Limitations and risks
When you use combinable operators, you must accept the following limitations and risks.
- Operators that are combined have to run on the same nodes with the same degree of parallelism. This makes them unsuitable for some applications.
- Operators that are combined cannot form a multi-process pipeline, which can make combinable operators slower than non-combinable operators in cases where pipeline parallelism confers a performance advantage.
- It is the responsibility of the programmer to make sure that no records are lost by the overwriting of output from a previous write, and that the input is not reused. If there is more than one output per input, the other outputs must be queued for later use using requestWriteOutputRecord().
- A combinable operator must not use any static or global variables, because if two such operators are combined into the same process, they will share the same global variables.

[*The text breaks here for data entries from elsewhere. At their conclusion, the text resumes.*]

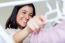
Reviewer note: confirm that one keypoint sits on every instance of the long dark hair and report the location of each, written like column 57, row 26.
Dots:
column 11, row 22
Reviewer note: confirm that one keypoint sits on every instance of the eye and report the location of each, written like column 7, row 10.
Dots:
column 24, row 12
column 31, row 15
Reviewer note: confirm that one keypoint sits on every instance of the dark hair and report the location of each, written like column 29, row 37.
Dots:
column 11, row 22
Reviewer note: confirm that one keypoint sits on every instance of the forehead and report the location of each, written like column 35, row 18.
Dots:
column 26, row 8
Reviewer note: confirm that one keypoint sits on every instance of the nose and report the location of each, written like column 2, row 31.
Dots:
column 27, row 17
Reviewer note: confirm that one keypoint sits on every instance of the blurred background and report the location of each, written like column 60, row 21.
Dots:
column 41, row 9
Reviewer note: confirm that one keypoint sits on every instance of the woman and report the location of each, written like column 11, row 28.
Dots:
column 23, row 20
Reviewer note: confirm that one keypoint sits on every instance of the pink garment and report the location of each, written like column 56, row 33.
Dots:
column 53, row 35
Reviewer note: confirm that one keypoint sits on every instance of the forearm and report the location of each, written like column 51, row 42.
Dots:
column 21, row 35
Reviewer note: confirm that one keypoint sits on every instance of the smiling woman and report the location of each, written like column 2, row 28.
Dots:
column 23, row 21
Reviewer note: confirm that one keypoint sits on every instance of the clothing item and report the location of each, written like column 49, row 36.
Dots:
column 11, row 32
column 4, row 37
column 54, row 34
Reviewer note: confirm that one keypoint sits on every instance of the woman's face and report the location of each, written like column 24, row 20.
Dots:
column 23, row 15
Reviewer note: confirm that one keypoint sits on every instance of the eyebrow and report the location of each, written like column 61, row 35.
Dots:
column 27, row 11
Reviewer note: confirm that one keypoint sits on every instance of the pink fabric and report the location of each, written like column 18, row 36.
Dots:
column 53, row 35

- When writing a combinable operator, do not use runLocally(). Instead of runLocally(), a combinable operator implements the function processInputRecord() to consume input records, one by one.

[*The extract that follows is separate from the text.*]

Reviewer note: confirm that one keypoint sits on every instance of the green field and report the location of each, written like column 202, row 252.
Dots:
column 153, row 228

- When writing a combinable operator, do not use getRecord(). A combinable operator must never call getRecord(); instead, the framework calls getRecord() on behalf of the combinable operator and then calls processInputRecord() for each record.
- After calling putRecord() or transferAndPutRecord(), a combinable operator must not do anything to disturb the output record before returning control to the framework. The safest thing to do after calling putRecord() or transferAndPutRecord() is to return to the framework.